Preparation Directions

  • PREPARE brownie mix according to package directions using oil, water and 3 eggs. Bake in prepared 13 x 9-inch baking pan according to to package directions. Cool 30 minutes.
  • POKE holes, about 2-inches apart, in warm brownie with the handle of wooden spoon. Use 1/2 cup caramel topping to fill the holes, then spread remaining over top of brownies.
  • FOLD 1/4 cup caramel topping into whipped topping. Spread evenly over brownie. Sprinkle with peanuts. Chill 30 minutes. Top each piece with a maraschino cherry just before serving.

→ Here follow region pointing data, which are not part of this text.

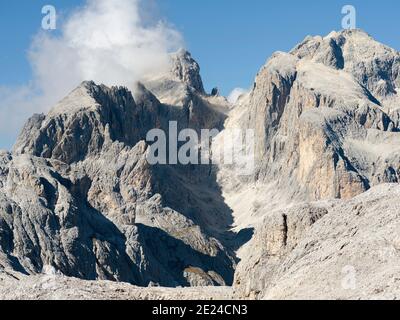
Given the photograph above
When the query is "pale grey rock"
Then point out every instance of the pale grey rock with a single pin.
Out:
(79, 199)
(15, 286)
(347, 249)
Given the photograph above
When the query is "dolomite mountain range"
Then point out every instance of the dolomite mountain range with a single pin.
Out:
(84, 216)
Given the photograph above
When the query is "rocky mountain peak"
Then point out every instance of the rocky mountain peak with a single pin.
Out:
(187, 70)
(79, 198)
(374, 65)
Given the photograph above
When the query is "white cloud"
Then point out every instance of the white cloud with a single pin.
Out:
(235, 94)
(107, 41)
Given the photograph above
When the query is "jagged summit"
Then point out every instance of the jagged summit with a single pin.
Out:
(374, 65)
(187, 70)
(78, 197)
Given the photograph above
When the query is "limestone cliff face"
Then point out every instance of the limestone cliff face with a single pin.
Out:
(318, 123)
(79, 198)
(78, 195)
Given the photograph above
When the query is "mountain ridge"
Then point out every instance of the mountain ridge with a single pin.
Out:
(326, 120)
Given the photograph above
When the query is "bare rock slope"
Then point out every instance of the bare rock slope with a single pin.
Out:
(78, 197)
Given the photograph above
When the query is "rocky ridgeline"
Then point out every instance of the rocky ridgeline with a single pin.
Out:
(78, 197)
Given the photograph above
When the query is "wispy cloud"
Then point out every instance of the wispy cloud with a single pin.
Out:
(108, 41)
(236, 94)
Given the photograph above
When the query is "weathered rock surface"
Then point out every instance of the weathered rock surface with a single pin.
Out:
(53, 287)
(335, 250)
(78, 197)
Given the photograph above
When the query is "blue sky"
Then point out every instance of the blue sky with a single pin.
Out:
(231, 39)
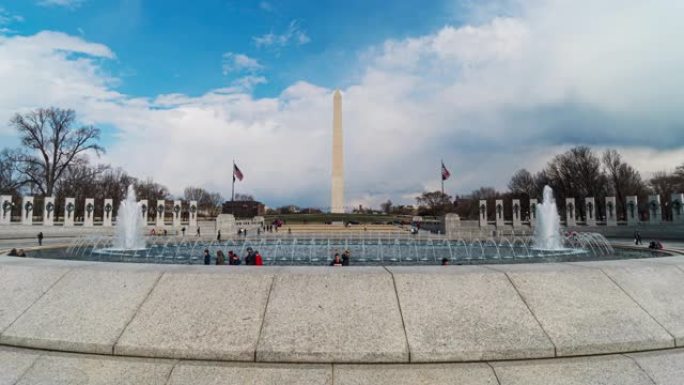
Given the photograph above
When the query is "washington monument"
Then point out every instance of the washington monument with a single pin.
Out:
(337, 191)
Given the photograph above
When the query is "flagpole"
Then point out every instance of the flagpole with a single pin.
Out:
(232, 193)
(442, 176)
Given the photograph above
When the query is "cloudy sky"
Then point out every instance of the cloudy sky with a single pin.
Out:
(181, 88)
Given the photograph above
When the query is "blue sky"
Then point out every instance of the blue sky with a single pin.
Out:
(181, 88)
(177, 46)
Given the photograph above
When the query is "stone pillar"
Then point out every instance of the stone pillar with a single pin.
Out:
(5, 209)
(89, 212)
(517, 220)
(161, 207)
(533, 212)
(226, 224)
(632, 210)
(570, 219)
(655, 213)
(177, 206)
(27, 211)
(69, 211)
(451, 224)
(677, 206)
(144, 208)
(107, 211)
(498, 213)
(192, 214)
(49, 211)
(590, 209)
(611, 211)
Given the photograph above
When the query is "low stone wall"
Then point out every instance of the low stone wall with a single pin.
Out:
(343, 315)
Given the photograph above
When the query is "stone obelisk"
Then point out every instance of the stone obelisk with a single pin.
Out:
(337, 191)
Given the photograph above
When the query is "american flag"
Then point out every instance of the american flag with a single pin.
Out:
(237, 173)
(445, 173)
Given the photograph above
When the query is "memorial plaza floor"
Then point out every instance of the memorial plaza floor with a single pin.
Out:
(609, 322)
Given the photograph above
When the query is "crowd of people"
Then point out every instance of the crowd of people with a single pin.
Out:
(253, 258)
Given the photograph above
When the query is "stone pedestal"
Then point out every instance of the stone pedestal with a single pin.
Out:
(677, 207)
(498, 213)
(226, 223)
(161, 208)
(533, 212)
(655, 213)
(49, 211)
(483, 213)
(89, 212)
(69, 211)
(590, 211)
(517, 220)
(27, 211)
(570, 218)
(144, 209)
(107, 213)
(192, 214)
(177, 207)
(451, 224)
(5, 209)
(611, 211)
(632, 206)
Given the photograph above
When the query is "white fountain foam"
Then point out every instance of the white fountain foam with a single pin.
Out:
(129, 224)
(547, 229)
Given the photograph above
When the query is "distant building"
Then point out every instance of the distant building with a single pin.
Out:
(244, 209)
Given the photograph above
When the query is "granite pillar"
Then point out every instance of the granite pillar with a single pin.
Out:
(655, 213)
(517, 220)
(176, 213)
(107, 212)
(677, 207)
(570, 218)
(27, 211)
(192, 214)
(89, 212)
(590, 211)
(632, 206)
(5, 209)
(611, 211)
(161, 208)
(69, 211)
(533, 212)
(49, 211)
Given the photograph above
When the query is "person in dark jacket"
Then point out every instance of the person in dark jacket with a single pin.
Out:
(346, 257)
(336, 260)
(249, 258)
(207, 257)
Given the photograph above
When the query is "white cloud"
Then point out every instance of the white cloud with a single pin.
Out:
(61, 3)
(489, 98)
(293, 35)
(237, 62)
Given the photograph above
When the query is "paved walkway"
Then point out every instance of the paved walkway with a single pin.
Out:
(35, 367)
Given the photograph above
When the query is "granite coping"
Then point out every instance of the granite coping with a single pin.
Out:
(37, 367)
(342, 315)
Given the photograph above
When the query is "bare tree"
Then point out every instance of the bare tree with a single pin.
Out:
(523, 182)
(50, 143)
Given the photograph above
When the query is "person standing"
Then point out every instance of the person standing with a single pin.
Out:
(207, 257)
(220, 258)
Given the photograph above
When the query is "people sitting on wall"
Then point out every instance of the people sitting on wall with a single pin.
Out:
(336, 260)
(220, 258)
(346, 258)
(233, 258)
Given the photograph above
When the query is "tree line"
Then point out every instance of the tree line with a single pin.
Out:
(54, 158)
(579, 172)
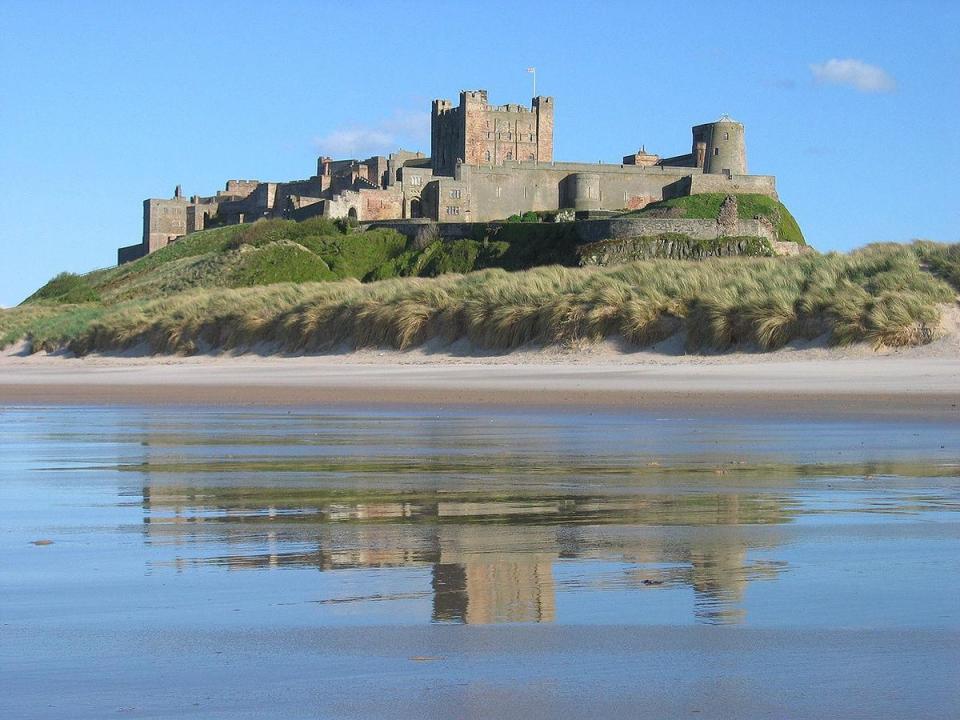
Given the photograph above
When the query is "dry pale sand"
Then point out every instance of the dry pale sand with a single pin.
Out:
(921, 383)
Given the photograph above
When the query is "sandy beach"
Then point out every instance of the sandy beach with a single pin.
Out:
(807, 381)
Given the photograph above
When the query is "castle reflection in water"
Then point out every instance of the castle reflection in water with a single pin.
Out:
(492, 559)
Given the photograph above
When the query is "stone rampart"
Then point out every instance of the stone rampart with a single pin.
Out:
(130, 253)
(590, 231)
(629, 227)
(734, 184)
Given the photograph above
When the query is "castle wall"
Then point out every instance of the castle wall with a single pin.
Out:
(590, 231)
(724, 146)
(163, 220)
(130, 253)
(365, 205)
(476, 132)
(240, 188)
(314, 187)
(760, 184)
(515, 188)
(198, 214)
(627, 227)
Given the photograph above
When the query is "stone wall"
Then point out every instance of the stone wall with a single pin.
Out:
(759, 184)
(617, 252)
(163, 220)
(497, 192)
(629, 227)
(130, 253)
(591, 231)
(476, 132)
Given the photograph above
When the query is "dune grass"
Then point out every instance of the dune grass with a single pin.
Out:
(880, 294)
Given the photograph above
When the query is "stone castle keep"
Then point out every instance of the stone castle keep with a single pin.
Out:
(486, 163)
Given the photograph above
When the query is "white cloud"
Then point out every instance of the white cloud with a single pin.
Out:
(855, 73)
(411, 130)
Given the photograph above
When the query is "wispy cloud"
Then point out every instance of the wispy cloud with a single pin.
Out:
(855, 73)
(408, 129)
(781, 84)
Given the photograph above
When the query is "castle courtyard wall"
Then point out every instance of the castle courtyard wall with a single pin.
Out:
(496, 192)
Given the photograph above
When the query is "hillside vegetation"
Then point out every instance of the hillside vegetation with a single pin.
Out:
(272, 251)
(884, 294)
(749, 205)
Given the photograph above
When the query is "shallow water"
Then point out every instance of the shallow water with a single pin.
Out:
(468, 563)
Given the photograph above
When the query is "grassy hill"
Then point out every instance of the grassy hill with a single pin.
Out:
(707, 205)
(274, 251)
(315, 250)
(191, 298)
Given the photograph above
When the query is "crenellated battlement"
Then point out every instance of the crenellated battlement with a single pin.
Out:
(487, 162)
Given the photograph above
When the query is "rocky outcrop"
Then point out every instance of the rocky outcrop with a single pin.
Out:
(675, 246)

Nutritional Information Per Serving

Serving Size (1/15), Calories 330 (Calories from Fat 110), Total Fat 13g (Saturated Fat 4.5g, Trans Fat 0g), Cholesterol 35mg, Sodium 180mg, Total Carbohydrate 50g (Dietary Fiber 2g, Sugars 37g), Protein 5g; Percent Daily Value*: Vitamin A 2%, Vitamin C 0%, Calcium 2%, Iron 6%.

*Percent Daily Values are based on a 2,000 calorie diet.